I had come to meet Jane Sill, Jamyang’s NBO representative on Tuesday the 15th August, but due to an email mix up, found myself drinking a peppermint tea in the café and wondering who to talk to. Fortunately and to my great surprise, an ex-work colleague, John Bonnell, who I had not seen for about five years, appeared, led me to the Jamyang offices, and introduced me to Di Carroll, the Director.
We sat in the courtyard and discussed some of the issues facing Jamyang and the NBO. Jamyang has good relationships with the local community and the Council, and other Buddhist organizations, and is well known in UK Buddhism. It hosts a great number of activities, including meditation teaching, open days, a range of classes on many aspects of Tibetan Buddhism, special events on themes such as ‘Dying Well’, and community activities such as sponsored walks and Healthy Cooking Workshops. The centre is very welcoming, and includes a library, shrine room, Courtyard Café (currently closed), a large meeting room for hire, and limited accommodation.
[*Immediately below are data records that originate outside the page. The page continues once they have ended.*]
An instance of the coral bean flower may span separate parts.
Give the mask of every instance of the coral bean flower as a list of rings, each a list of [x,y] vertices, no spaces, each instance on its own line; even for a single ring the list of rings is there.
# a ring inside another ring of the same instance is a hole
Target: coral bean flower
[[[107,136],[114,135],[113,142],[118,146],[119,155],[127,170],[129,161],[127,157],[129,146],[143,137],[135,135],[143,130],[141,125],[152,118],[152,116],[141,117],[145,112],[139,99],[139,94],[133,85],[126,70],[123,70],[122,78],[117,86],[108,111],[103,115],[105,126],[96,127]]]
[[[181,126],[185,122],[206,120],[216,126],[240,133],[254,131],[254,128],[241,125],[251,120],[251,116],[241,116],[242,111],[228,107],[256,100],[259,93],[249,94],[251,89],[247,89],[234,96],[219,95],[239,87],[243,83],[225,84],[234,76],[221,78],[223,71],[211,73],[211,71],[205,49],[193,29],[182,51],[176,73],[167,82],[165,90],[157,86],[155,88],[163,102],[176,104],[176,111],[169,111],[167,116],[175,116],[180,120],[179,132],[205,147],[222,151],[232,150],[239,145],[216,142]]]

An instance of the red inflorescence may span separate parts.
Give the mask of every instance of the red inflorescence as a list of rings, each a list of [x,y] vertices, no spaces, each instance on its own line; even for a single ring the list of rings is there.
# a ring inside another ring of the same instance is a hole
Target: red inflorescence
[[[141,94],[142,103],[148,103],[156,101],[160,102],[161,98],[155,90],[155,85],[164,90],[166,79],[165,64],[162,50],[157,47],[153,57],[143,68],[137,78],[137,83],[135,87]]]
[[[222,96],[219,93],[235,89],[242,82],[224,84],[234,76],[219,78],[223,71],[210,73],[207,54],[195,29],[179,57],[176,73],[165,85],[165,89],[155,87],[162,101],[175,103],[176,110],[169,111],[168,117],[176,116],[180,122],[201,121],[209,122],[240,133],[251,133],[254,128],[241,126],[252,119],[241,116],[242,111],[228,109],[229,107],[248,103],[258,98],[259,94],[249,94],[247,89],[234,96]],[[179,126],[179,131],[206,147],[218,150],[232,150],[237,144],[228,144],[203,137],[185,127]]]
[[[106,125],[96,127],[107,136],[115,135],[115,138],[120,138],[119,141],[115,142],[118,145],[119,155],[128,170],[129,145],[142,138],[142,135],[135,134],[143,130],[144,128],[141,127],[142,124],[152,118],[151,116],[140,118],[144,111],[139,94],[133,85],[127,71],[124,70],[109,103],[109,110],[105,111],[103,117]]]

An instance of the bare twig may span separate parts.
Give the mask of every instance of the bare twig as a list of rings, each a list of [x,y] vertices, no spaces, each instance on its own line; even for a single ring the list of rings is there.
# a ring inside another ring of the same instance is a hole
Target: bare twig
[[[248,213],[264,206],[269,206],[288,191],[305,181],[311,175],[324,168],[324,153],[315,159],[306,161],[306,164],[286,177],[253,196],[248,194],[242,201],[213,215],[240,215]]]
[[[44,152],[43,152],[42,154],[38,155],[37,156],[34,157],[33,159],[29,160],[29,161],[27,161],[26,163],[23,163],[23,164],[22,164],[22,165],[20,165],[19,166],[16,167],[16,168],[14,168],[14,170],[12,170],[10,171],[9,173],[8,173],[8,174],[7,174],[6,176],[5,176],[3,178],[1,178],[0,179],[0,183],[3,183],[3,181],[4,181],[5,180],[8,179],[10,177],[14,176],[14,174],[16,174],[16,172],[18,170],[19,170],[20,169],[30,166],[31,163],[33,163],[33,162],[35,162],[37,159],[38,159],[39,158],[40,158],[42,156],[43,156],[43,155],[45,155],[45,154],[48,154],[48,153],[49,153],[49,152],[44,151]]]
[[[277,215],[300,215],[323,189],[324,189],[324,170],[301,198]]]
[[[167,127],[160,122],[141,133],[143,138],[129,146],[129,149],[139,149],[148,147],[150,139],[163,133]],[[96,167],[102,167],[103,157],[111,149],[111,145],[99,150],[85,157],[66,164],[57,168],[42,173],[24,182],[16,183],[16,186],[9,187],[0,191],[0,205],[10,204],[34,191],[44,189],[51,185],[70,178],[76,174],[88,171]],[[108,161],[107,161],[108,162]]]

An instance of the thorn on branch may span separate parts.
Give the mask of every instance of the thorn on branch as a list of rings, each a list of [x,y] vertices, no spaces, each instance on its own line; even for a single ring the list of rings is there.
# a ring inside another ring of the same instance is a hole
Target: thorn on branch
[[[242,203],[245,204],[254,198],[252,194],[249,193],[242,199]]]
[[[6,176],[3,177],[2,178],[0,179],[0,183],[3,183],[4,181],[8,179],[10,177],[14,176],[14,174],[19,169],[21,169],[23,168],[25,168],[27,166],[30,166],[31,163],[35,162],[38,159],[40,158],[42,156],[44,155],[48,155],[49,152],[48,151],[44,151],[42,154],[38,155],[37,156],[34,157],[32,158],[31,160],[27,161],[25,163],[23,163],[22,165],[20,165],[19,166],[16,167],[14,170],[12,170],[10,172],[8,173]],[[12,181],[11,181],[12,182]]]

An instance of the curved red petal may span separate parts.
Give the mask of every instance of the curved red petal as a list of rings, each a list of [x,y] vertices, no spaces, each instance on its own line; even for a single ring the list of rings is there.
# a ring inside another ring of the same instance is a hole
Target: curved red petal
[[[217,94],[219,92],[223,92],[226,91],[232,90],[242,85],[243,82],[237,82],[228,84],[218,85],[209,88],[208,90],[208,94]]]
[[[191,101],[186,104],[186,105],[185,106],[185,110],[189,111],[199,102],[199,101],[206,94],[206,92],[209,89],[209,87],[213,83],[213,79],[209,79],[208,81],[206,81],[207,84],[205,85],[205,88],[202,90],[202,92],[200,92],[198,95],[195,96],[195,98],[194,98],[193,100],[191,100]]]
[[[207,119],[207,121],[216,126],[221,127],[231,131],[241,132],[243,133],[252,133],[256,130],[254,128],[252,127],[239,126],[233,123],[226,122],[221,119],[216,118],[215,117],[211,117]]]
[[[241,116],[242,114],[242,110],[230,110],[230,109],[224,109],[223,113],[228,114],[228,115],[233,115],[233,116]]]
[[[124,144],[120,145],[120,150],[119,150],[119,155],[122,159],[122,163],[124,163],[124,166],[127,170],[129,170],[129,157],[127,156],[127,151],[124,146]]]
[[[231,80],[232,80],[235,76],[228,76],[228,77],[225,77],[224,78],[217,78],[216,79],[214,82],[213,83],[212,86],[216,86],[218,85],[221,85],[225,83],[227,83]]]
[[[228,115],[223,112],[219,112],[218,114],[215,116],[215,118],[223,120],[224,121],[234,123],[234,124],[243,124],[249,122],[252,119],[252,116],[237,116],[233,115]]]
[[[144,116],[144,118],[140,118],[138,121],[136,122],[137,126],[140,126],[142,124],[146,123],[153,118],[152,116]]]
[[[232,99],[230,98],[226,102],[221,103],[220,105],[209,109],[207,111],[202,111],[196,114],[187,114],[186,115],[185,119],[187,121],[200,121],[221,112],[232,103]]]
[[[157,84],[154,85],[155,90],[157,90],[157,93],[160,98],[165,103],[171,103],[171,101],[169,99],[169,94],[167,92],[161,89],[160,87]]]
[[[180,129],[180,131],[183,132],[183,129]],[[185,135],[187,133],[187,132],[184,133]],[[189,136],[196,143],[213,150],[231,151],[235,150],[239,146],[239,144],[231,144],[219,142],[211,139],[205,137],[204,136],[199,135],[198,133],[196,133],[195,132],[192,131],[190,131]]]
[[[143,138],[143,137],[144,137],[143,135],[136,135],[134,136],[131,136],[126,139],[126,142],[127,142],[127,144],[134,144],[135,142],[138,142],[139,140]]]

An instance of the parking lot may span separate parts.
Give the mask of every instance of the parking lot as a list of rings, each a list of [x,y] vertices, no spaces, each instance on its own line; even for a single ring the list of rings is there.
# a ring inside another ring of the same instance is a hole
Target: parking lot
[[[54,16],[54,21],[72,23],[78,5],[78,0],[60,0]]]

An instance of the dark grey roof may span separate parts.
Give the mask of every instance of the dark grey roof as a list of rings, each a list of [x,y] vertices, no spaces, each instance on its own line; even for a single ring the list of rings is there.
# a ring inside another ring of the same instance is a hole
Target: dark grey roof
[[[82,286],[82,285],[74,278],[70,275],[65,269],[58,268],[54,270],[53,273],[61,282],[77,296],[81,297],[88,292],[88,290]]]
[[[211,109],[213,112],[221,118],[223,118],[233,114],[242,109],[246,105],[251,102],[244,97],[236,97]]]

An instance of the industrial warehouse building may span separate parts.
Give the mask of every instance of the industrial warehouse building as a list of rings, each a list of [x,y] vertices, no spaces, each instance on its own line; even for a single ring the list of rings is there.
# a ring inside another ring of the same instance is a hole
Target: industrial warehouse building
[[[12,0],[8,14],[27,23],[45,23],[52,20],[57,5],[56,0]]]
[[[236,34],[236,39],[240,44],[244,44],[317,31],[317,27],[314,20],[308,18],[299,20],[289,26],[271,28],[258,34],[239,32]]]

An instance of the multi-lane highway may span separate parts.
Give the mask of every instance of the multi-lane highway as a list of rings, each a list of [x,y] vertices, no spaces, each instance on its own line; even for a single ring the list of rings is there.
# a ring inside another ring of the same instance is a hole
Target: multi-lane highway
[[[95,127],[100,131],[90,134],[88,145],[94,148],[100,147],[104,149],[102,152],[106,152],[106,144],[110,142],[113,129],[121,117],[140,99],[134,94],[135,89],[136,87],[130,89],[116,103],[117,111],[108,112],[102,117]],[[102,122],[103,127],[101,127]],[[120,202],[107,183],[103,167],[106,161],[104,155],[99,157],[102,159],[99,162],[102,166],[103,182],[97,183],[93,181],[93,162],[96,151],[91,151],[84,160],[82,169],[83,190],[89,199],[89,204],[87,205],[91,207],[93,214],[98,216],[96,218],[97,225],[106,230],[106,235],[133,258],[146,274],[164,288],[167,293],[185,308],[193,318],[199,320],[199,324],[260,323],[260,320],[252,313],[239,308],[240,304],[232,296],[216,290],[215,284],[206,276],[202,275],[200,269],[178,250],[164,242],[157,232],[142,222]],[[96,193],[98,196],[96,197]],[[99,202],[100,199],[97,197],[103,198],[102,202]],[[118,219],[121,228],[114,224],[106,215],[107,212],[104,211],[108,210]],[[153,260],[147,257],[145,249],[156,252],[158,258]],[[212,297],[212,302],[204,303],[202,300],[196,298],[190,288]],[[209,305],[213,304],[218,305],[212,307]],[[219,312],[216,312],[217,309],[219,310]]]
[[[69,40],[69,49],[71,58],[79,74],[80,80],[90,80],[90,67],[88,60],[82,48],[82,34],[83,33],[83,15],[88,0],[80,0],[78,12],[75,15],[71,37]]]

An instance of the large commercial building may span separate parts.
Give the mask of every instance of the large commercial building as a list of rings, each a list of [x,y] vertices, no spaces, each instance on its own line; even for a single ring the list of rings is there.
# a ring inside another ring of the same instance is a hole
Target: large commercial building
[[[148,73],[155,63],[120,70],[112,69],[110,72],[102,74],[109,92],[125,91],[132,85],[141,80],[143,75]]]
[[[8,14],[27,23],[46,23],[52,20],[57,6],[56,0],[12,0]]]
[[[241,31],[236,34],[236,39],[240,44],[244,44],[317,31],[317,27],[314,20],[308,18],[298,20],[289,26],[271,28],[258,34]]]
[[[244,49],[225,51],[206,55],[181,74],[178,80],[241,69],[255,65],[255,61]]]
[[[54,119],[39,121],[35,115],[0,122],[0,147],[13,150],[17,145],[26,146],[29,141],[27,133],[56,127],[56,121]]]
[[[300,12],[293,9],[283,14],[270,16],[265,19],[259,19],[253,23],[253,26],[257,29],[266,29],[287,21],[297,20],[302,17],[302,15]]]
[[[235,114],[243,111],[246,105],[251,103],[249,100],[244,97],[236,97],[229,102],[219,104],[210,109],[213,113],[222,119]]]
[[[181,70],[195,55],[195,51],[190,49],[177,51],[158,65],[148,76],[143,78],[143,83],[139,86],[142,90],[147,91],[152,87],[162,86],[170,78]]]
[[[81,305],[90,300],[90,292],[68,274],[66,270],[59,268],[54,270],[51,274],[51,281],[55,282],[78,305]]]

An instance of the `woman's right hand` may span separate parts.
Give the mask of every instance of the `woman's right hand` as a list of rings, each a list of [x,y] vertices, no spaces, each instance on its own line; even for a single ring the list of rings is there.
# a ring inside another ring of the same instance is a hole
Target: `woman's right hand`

Generally speaking, Di thought that Jamyang functioned very well. Perhaps one area that could improve was publicity, especially in the local area; Jamyang has a lot to offer and although many local people attend, this could be still greater. Jamyang is a member of the Foundation for the preservation of the Mahayana Tradition (FPMT) and follows the Gelugpa tradition as taught by the founder, Lama Thubten Yeshe.
Di was not very familiar with the NBO and we discussed its role as neutral information and networking ‘hub’ between Buddhist organizations in the UK. Not all NBO members are entirely comfortable with every other member on the NBO ‘hub’, but maintaining dialogue between groups was a core purpose of the NBO. The alternative is to reject certain groups and to have a much more selective membership.
This might be required at some point, but leads to a more polarized and sectarian situation: and also a more complex situation. I think we should be aware that Buddhism in the UK is relatively new and still evolving. The situation is not a static one. Groups are changing and redefining themselves. Especially at such a time, interaction between groups is to be encouraged so that good practice can be communicated and less helpful practices identified at an early stage.
After our discussion I was fortunate to meet Geshe Tashi Tsering, Jamyang’s resident teaching and to share a meal with him and the Jamyang workers and volunteers.